USDJPY came under weak selling pressure after peaking at a six-month high of 140.91 on Monday, with the pair set to close in negative territory for the first time in three weeks.
The RSI and the stochastic oscillator are warning that the bulls are running out of fuel as the indicators are changing direction below their overbought levels.
That said, traders may not engage in additional selling activities, unless the current support area around the 50% Fibonacci retracement level of the 151.93-127.21 downtrend proves fragile at 139.57. If this area is breached, the price could head for the 20-day exponential moving average (EMA) at 137.90. A steeper downfall could shift the spotlight on the 136.65-135.67 zone, formed by the 38.2% Fibonacci mark and the ascending trendline from March. Should the bears break the protection around the 200-day EMA too, the next pivot point could develop somewhere between the 23.6% Fibonacci of 133.00 and the 2023 ascending trendline at 132.00.

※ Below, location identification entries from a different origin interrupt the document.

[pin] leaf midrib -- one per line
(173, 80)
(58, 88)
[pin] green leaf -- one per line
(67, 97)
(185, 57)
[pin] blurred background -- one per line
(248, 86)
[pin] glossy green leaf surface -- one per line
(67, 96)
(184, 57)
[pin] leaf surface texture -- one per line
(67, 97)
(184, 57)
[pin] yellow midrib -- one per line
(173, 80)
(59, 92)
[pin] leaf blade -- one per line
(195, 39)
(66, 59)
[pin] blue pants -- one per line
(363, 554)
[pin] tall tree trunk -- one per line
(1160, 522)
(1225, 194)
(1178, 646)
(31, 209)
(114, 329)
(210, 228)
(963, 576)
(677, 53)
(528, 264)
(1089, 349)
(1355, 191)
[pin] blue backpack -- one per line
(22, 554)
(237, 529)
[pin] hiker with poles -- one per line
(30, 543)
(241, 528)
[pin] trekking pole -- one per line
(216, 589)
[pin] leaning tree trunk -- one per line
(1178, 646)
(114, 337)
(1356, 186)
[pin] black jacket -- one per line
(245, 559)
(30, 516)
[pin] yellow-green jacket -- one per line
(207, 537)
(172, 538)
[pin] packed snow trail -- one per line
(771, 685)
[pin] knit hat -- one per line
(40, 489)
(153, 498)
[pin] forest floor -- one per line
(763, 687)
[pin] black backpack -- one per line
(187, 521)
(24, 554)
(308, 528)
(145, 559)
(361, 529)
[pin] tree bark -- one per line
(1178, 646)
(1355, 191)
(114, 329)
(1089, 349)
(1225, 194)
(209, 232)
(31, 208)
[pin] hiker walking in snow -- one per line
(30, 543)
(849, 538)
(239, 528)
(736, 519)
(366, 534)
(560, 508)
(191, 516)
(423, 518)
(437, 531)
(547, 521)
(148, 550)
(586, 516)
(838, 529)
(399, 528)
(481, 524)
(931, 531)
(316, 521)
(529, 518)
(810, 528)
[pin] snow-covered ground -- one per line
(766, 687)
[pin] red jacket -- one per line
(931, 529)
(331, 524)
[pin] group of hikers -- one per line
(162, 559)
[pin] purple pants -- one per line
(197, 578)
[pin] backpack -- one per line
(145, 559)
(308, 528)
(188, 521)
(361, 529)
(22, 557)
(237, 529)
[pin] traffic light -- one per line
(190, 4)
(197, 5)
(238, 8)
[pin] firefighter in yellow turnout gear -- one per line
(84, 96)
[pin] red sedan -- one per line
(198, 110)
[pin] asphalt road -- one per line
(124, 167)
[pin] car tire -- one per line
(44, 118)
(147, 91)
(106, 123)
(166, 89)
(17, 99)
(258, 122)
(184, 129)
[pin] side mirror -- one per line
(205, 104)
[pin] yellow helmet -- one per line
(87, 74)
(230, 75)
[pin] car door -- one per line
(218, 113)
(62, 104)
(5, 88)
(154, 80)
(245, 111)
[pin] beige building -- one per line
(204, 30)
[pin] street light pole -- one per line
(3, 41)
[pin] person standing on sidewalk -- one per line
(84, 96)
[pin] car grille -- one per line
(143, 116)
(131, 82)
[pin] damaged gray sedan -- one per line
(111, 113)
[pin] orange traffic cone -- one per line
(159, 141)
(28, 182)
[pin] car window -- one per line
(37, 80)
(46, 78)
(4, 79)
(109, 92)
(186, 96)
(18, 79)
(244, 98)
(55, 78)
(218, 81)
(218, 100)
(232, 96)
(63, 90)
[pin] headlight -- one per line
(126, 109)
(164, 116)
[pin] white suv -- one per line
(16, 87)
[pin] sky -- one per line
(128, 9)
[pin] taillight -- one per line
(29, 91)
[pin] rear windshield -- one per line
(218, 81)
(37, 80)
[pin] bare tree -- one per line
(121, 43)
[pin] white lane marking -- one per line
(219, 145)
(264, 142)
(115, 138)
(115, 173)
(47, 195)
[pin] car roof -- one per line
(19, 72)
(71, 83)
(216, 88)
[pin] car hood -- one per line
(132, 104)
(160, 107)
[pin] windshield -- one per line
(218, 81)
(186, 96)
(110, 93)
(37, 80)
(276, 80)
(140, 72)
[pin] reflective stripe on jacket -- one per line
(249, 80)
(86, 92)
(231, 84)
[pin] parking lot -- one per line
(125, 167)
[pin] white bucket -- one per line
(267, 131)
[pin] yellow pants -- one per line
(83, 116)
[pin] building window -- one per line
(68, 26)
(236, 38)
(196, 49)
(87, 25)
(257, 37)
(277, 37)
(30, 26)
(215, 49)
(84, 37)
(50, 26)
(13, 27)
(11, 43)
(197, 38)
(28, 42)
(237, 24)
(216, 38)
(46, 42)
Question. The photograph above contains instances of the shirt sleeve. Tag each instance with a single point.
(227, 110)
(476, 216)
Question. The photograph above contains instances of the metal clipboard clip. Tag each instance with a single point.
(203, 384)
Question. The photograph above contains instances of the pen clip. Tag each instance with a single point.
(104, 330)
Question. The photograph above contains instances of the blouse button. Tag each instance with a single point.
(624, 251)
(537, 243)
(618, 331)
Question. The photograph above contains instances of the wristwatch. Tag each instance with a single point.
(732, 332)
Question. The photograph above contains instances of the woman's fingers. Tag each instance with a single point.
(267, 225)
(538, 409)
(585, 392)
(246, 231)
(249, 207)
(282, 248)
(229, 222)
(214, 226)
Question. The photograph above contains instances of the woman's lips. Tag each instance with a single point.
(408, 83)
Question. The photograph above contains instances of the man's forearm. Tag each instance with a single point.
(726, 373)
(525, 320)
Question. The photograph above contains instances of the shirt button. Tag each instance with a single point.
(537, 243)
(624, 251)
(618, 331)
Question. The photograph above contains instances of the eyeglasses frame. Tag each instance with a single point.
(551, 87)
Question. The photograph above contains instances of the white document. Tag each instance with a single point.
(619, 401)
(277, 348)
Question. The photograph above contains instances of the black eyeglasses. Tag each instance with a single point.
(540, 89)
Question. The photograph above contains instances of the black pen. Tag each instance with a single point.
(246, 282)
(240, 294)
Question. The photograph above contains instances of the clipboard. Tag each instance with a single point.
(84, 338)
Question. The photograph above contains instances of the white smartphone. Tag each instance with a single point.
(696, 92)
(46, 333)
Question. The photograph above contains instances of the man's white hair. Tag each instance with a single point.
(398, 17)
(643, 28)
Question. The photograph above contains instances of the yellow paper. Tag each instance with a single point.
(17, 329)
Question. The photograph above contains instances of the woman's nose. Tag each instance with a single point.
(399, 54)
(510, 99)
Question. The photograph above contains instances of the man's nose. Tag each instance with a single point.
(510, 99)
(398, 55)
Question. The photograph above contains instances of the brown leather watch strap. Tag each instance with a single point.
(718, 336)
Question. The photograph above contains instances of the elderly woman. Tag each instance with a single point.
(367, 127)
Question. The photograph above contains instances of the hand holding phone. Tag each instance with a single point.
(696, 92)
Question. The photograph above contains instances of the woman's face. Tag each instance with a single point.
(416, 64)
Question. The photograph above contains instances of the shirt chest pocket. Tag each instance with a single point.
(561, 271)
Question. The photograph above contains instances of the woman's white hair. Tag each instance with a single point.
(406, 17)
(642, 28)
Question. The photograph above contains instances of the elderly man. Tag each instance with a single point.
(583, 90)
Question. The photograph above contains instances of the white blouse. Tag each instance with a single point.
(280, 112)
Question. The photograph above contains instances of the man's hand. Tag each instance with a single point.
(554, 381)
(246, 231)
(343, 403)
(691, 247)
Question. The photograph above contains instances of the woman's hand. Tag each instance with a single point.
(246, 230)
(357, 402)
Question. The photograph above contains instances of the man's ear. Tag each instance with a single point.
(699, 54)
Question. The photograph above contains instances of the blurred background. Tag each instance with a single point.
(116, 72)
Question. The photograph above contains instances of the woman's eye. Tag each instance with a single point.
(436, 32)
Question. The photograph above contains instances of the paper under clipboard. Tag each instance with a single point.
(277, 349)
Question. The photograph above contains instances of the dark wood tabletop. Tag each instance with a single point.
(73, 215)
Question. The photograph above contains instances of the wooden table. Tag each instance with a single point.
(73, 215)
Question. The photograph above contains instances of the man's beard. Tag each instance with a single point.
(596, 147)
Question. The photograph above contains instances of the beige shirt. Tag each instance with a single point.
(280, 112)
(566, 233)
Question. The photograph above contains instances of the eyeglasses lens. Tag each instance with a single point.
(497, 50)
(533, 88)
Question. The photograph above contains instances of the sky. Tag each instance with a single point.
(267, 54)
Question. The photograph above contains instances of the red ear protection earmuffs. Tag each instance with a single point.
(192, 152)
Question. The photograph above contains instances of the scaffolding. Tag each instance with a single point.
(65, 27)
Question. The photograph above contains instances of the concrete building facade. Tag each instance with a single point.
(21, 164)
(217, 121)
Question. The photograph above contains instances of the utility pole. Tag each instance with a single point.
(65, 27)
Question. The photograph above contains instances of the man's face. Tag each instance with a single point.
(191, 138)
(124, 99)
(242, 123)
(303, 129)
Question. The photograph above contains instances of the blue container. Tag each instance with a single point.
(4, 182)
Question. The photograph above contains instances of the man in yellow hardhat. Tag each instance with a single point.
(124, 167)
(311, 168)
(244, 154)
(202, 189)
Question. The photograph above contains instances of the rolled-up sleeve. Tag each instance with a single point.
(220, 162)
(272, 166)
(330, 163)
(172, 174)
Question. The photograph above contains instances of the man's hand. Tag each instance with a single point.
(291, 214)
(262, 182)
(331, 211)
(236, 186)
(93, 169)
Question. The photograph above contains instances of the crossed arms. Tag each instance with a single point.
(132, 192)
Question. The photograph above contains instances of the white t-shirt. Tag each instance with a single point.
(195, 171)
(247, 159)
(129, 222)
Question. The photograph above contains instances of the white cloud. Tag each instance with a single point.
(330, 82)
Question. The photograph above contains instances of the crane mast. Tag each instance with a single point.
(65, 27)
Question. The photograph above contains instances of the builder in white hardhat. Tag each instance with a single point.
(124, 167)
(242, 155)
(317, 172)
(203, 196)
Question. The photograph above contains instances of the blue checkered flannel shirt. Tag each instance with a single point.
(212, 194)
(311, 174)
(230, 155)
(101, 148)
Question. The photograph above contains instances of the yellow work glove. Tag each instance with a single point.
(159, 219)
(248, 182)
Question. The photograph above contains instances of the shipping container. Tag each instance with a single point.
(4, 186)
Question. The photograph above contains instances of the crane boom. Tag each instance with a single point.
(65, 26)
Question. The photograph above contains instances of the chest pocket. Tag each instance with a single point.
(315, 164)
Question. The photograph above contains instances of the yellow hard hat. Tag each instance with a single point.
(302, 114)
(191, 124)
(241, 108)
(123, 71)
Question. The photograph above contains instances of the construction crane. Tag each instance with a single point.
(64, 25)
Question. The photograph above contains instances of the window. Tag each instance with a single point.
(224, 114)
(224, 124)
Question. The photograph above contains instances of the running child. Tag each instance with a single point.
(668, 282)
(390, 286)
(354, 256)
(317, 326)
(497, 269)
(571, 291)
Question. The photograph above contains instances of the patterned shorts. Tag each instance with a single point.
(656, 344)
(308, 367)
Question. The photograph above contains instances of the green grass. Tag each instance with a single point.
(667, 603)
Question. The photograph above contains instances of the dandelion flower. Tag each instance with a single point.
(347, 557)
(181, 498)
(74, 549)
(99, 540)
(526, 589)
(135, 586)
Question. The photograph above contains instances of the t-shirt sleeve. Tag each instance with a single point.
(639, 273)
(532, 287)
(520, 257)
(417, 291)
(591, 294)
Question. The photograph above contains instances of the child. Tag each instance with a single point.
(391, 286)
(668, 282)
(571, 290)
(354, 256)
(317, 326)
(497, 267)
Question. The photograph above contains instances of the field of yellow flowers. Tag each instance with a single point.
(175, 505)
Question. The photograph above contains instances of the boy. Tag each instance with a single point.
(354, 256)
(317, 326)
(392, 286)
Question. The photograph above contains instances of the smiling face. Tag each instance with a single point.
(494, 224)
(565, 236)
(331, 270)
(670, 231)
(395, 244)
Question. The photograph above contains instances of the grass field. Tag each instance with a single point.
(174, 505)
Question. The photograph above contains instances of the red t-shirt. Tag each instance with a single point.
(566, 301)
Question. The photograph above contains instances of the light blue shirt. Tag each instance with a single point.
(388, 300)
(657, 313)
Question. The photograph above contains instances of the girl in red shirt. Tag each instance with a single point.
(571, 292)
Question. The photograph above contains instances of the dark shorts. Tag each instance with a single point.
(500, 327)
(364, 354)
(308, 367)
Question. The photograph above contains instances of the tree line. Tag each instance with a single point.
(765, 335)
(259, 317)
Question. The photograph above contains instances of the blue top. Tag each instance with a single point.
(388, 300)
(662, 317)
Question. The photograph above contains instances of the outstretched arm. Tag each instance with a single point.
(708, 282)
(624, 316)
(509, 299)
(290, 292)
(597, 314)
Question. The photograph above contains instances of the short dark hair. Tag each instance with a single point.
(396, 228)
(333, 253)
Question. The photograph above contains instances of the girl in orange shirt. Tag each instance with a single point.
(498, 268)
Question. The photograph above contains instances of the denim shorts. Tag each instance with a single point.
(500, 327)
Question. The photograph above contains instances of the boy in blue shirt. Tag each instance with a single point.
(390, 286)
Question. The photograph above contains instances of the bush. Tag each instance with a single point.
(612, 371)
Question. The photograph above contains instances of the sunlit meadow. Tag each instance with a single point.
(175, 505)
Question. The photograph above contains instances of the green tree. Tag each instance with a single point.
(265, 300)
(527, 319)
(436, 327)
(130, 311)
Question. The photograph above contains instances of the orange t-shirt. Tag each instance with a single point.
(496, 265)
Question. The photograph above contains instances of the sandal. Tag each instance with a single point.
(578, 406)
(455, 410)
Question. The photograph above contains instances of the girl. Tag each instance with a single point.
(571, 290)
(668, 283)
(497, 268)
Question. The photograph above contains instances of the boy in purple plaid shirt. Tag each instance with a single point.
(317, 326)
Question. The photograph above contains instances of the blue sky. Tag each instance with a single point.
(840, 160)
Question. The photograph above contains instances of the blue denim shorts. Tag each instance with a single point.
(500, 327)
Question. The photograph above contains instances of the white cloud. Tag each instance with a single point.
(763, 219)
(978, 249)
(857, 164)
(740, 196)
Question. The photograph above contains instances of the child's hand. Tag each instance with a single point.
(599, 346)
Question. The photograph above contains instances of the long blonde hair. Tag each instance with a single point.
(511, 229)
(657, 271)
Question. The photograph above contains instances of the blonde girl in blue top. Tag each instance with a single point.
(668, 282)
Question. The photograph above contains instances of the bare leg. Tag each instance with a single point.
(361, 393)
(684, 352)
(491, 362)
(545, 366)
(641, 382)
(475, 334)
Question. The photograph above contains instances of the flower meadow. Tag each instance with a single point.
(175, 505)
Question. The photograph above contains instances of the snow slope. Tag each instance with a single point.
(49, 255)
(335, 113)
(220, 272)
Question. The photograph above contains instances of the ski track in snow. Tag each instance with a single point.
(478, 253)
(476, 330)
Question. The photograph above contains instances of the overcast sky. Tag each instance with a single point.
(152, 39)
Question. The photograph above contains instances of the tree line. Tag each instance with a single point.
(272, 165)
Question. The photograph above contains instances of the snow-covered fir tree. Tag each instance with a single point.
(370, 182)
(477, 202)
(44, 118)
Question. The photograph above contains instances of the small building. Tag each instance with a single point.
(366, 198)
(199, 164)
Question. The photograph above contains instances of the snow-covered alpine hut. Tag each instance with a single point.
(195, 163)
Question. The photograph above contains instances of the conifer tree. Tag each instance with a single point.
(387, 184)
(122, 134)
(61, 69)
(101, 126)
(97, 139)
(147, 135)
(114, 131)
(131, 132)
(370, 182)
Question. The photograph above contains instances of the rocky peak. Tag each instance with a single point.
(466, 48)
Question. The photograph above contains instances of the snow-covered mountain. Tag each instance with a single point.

In the positive scenario, where the pair bounces on the 139.57 level, the bulls may attempt to print a new higher high near the 141.50 barrier and the tentative resistance line at 142.00. A successful penetration higher could prompt an advance towards the 61.8% Fibonacci of 144.00 and the 144.70 barrier.
Summing up, USDJPY is expected to trim some gains in the short term as the technical picture reflects overbought conditions. A close below 139.57 could confirm another bearish extension.
Forex trading and trading in other leveraged products involves a significant level of risk and is not suitable for all investors.